The competition is a race against the clock. you have to explore the
maze, find the optimum route to the target cells and then run from start
to target as fast as you can. these phases present different challenges
to the mouse.
During exploration you will want to be relatively careful, you can not
afford to lose your location at any time. Extra care may allow you to
detect walls in cells you have not yet visited. Mouse speeds are likely
to be lower and additional wall checking activity will help ensure that
you don’t miss wall data because of variations in the reflectivity of
the walls. Additional, real-time calibration of the sensors may be possible.
After you have found the centre, you have to decide whether to carry
on exploring in the hope of finding a better route or just run with the
one you have. A cunning maze design may penalise you for not exploring
further.
Now you have to perform a speed run. Assuming the rules reward you for
your fastest run, many mice will perform several runs. A fast phase from
start to centre should be followed by a relatively safe run back to the
start. You don’t want to crash on the way back as there are no points
for a fast return to the start. After that, each run can get faster until
you crash. Any mouse is likely to have a limitation, either in terms of
its speed or its abilty to process sensor data on the go.

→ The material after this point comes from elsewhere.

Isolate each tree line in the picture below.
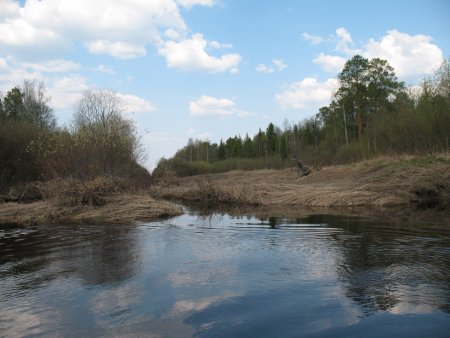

I suppose you would want to specify you sensor and motor control code
so that you can reliably assert control at any sensible speed. Ensure
that the mouse is limited by its mchanical properties rather than its
computing power. Sensible choice of processor and careful coding should
make this possible.
How fast do you have to be?
At the 17th All Japan Contest in November 1996, the maze had a route
to the centre that was about 75 cells long with plenty of straights. To
be competitive, you needed to be able to run this in less than 15 seconds.
That is an average speed of just under 1m/s. What with turns and acceleration
curves, you will probably want a top speed of about 1.5m/s or better.
That is 1.5mm per millisecond, or 120ms per cell. Within each cell, you
will want to be performing heading corrections frequently enough to stay
on the straight and narrow. This should be within the capabilities of
any modern processor.
The 2009 contest in Japan had a run that was about 65 cells long and you would have needed to run that in under 5 seconds to stand a chance of winning.